Today I bit into a tomato slice from the dining hall, and it tasted like absolutely nothing.

There’s something unsettling in that, isn’t there? Almost violated, in a way.  In my two years as a resident diner at the University of Chicago, I’ve eaten countless slices of tomato, because sandwiches and salads are really the only palatable offerings at Pierce Dining Hall (but more on that some other time). Still, I’ve somehow never noticed that what I’ve been eating–a thin slice of fleshy redness–can hardly be called a tomato at all.

I remember the tomatoes I have eaten at home in Ohio. We have a small backyard, about 1/4 of an acre, so we’re no Green Giants. Still, even in the heart of manicured suburbia, my parents manage to bring some homegrown produce to the table. Especially tomatoes. I eat them still warm from the vine, and they are delicious, fragrant, and have an unmistakable tomato-essence that was missing from that dining hall affair.

With all the money we pay for our meal plans, you would think that providing fresh produce would not be a stretch for the dining companies here. But that isn’t really my main concern at all. It was just an unnerving moment, to bite into that spongy, grainy nothingness. It could have been a piece of wet styrofoam for all the taste it held. If a tomato doesn’t taste like a tomato, smell like a tomato, or even feel like a tomato, is it really a tomato? Something is wrong here.

We are insanely privileged here at the University of Chicago. I understand that.
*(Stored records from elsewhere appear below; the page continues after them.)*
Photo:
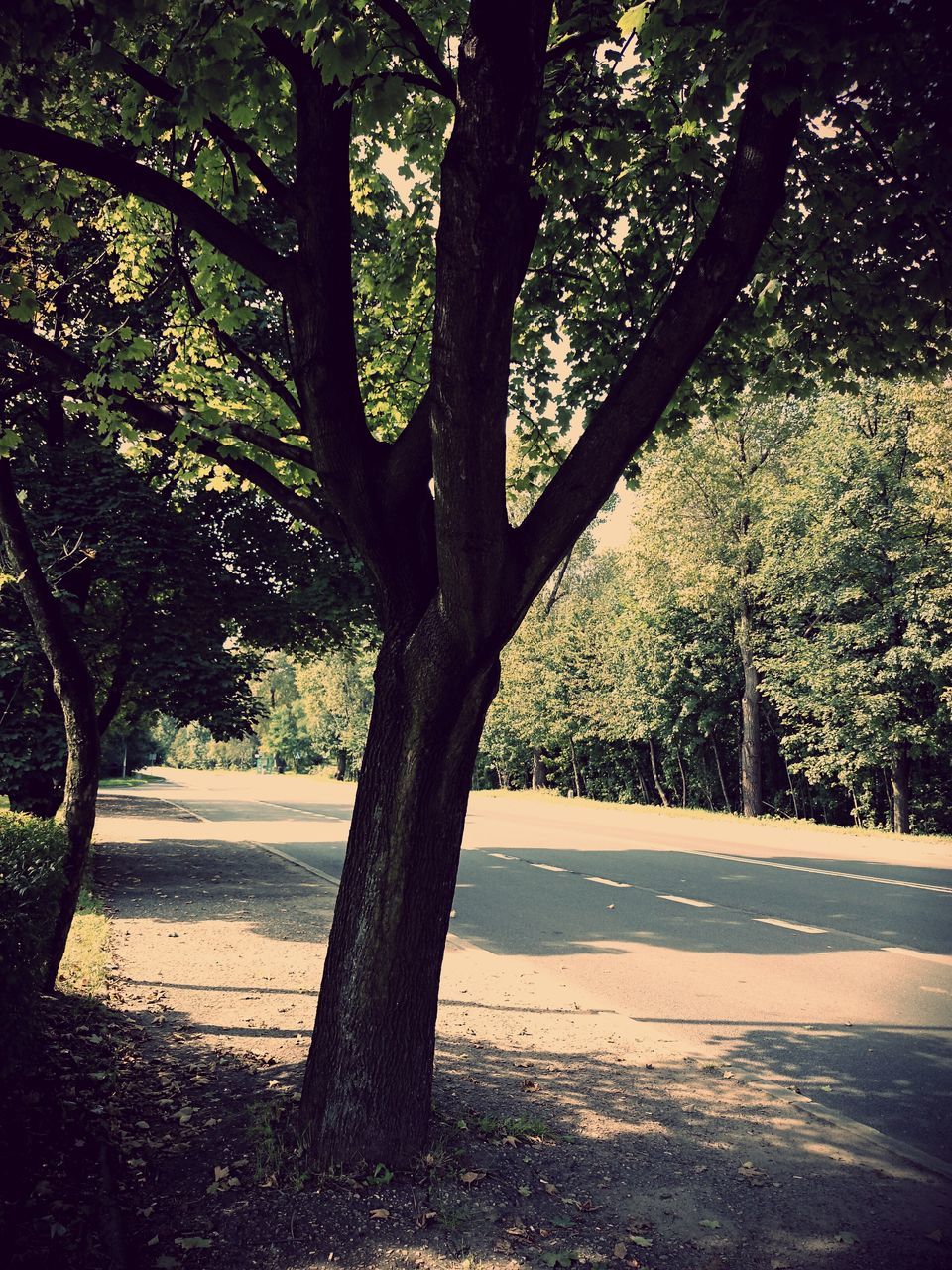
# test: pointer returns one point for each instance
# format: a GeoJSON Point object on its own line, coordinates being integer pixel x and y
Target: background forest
{"type": "Point", "coordinates": [775, 635]}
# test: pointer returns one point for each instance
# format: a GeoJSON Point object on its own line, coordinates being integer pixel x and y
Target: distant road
{"type": "Point", "coordinates": [819, 960]}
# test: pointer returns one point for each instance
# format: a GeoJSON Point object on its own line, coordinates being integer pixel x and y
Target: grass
{"type": "Point", "coordinates": [778, 822]}
{"type": "Point", "coordinates": [85, 962]}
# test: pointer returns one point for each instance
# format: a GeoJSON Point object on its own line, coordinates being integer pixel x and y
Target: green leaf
{"type": "Point", "coordinates": [634, 19]}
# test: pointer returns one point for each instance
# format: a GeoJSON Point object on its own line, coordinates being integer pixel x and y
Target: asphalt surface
{"type": "Point", "coordinates": [824, 970]}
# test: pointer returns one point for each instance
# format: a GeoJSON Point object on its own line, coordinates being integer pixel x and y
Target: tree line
{"type": "Point", "coordinates": [774, 636]}
{"type": "Point", "coordinates": [325, 252]}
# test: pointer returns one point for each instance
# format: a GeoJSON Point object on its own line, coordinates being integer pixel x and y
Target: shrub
{"type": "Point", "coordinates": [31, 883]}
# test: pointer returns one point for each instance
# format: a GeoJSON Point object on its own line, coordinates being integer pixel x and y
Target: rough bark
{"type": "Point", "coordinates": [900, 783]}
{"type": "Point", "coordinates": [76, 697]}
{"type": "Point", "coordinates": [426, 513]}
{"type": "Point", "coordinates": [370, 1070]}
{"type": "Point", "coordinates": [720, 775]}
{"type": "Point", "coordinates": [539, 776]}
{"type": "Point", "coordinates": [655, 772]}
{"type": "Point", "coordinates": [751, 752]}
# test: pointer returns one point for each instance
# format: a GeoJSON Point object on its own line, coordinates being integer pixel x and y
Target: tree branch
{"type": "Point", "coordinates": [752, 197]}
{"type": "Point", "coordinates": [229, 344]}
{"type": "Point", "coordinates": [134, 178]}
{"type": "Point", "coordinates": [166, 420]}
{"type": "Point", "coordinates": [428, 55]}
{"type": "Point", "coordinates": [220, 128]}
{"type": "Point", "coordinates": [488, 226]}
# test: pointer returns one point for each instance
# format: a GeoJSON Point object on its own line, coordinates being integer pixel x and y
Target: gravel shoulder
{"type": "Point", "coordinates": [563, 1134]}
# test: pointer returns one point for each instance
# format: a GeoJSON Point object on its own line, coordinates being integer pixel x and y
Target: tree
{"type": "Point", "coordinates": [698, 524]}
{"type": "Point", "coordinates": [857, 562]}
{"type": "Point", "coordinates": [336, 694]}
{"type": "Point", "coordinates": [615, 204]}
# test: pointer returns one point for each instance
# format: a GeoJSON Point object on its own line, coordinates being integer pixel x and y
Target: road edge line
{"type": "Point", "coordinates": [290, 860]}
But if, even for all our privilege, our money, our clout–we can’t serve food that tracks the reality of what food should be, what food is, then what’s going on?
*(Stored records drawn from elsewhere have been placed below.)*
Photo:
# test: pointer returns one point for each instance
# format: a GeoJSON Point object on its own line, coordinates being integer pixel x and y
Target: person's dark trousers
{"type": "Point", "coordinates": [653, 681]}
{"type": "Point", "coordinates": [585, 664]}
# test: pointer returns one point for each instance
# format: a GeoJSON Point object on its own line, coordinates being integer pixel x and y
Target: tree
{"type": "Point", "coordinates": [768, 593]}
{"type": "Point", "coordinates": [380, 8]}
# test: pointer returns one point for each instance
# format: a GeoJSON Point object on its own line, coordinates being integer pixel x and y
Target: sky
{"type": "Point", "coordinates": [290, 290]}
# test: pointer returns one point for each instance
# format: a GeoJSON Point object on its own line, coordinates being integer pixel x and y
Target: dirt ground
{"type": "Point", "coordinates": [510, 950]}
3 thoughts on “ToMaytoe, TaMahtoe

  1. Hey Esther!
    After reading this post, it really makes you think about the mass production economy that countries are turning to. I agree with you, it is a bit unsettling to see even our food being mass produced (along with a few genetic modifications for size and freshness) and given to us to eat. Unfortunately, that’s what saves companies money, and that’s the route they go.
    I’m really not sure why I posted this, but rather to agree and say hi at the same time. So, hi :D

  2. Too true. I don’t really see that there’s much alternative to mass food-production. Besides being money-saving, the world’s population is just too great to rely on food that is all locally sourced, unfortunately. And the population will only continue to grow. It just seems strange that we can’t seem to mass-produce food with integrity. Surely there is a way to feed everyone with real food that feels and tastes as it should.

    • You bring up an interesting point about the population growing and growing. Typically a population grows until the resources are at an equilibrium with the population. So far humans haven’t reached that limit, but that’s only because of such bio-engineering. And besides taste and hunger, we often forget that the main point of eating food is for nutrition. With all these lab-produced nutrients found in our food nowadays, it’s amazing that what we’re eating can still be called food.